Selna found that Fitzgerald, who was represented in the case by three American Civil Liberties Union attorneys, failed to show that the rule was enforced against him, or that he had a credible fear that it would be enforced against him in the future.

“The judge refused to hear a case, a First Amendment case, that really affects all Orange County residents,” said Belinda Escobosa Helzer, lead attorney for the ACLU.

The case stemmed from two incidents in which Fitzgerald addressed the board in what he testified was an intentionally “abrasive” manner. He said he did so because he believed the supervisors would be more likely to respond to his concerns if he were abrasive than if he were polite.

At a July 27, 2010, meeting, supervisors Janet Nguyen and John Moorlach tried to interrupt Fitzgerald after he compared the clerk of the board to the commander of a concentration camp.

At an Aug. 23, 2011, board meeting, Nguyen and Supervisor Bill Campbell interrupted Fitzgerald after he referred to “cowardly Vietnamese” who he said were supporting a proposal to add a portion of Fountain Valley to Nguyen’s district.

While supervisors interrupted Fitzgerald on both occasions, they did not tell him to leave, threaten him with arrest, or prevent him from using his full three-minute allotment to address the board, video of the meetings shows. Fitzgerald’s behavior was disruptive of the meetings in that he continued to speak over the supervisors who were trying to interrupt him, Selna said.

Fitzgerald testified that a sheriff’s deputy who serves as sergeant-at-arms at board meetings told him to leave the July 27, 2010 meeting, but Deputy James Pena, in his own testimony, contradicted Fitzgerald’s account.

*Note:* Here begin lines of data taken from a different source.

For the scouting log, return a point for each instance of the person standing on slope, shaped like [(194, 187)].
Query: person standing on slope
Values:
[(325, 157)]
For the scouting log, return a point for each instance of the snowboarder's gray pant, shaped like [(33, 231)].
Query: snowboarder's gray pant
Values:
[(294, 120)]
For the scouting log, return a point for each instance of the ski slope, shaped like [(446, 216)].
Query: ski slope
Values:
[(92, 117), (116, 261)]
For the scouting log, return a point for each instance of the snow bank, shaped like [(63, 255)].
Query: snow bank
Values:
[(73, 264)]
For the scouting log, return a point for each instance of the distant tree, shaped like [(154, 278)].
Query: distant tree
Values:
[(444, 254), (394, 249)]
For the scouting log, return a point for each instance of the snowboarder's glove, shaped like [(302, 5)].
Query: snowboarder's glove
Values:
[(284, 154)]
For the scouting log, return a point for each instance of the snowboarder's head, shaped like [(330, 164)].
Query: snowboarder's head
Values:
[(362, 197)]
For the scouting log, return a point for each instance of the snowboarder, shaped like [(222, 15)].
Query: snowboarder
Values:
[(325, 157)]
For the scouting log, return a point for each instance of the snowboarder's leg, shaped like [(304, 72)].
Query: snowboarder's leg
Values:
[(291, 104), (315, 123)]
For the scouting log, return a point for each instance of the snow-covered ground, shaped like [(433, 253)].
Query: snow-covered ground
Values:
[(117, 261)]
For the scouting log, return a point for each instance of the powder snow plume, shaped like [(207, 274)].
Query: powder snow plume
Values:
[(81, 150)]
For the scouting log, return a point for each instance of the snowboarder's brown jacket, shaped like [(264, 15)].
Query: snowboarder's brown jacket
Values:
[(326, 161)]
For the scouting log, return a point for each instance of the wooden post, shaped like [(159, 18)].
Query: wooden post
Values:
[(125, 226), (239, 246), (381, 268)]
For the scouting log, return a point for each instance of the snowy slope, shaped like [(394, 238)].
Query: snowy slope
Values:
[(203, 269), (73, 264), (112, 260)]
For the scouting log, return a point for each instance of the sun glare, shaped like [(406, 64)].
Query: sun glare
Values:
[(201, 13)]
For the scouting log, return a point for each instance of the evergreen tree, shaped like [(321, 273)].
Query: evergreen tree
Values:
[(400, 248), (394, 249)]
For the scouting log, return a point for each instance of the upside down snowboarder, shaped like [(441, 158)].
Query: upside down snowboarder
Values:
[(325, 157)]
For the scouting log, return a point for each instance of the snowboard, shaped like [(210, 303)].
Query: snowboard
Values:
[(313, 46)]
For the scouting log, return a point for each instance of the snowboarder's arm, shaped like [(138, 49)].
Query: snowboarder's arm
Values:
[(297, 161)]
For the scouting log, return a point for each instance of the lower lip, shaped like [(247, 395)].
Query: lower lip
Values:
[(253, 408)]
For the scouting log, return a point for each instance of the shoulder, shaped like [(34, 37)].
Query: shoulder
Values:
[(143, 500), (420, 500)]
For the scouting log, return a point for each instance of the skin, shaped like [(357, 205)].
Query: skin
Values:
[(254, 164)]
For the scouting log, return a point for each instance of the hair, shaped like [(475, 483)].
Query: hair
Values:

Fitzgerald testified that while he once was a regular speaker at board meetings, he has not attended a meeting since being interrupted on Aug. 23, 2011, because he fears being arrested if he does so. But three supervisors and two county clerks –who between them have attended board meetings since 1996 – testified that no member of the public had been stopped from speaking, let alone threatened with arrest, in that time.

Selna said he didn’t find “credible” Fitzgerald’s claim that he was told to leave by Pena. He found that Fitzgerald’s fear of arrest wasn’t reasonable.

“I think we do treat people very respectfully, and that’s what he found,” said Campbell, who was present in the courtroom as the judge read his decision.

Escobosa Helzer said “it’s a sad day for Orange County residents” because the judge found that a county resident who frequently attends board meetings and speaks to the board “was not the proper person to bring this case.”

“The point is,” said ACLU attorney Bardis Vakili, “people don’t have to be polite. They made a rule that says you have to be polite.”

Campbell said Fitzgerald is welcome to attend board meetings and speak to the board. Fitzgerald said he would wait to see whether the ACLU decides to appeal Selna’s ruling.

The county has a rule about public comments: “Each person who addresses the Board shall refrain from making personal, impertinent, slanderous or profane remarks to any member of the Board, staff or the general public.”

Granted, the court didn’t rule on the rule per se. If the Mayor is really serious about his kindness campaign, why not start with adopting the same rule?

The Mayor screwed up his handling of Fitzgerald last week. There’s no shame in learning from mistakes, and hopefully he’ll be more proactive and vocal about fostering a climate of kindness in the council chambers. That would earn him greater respect since it would involve reining in his supporters.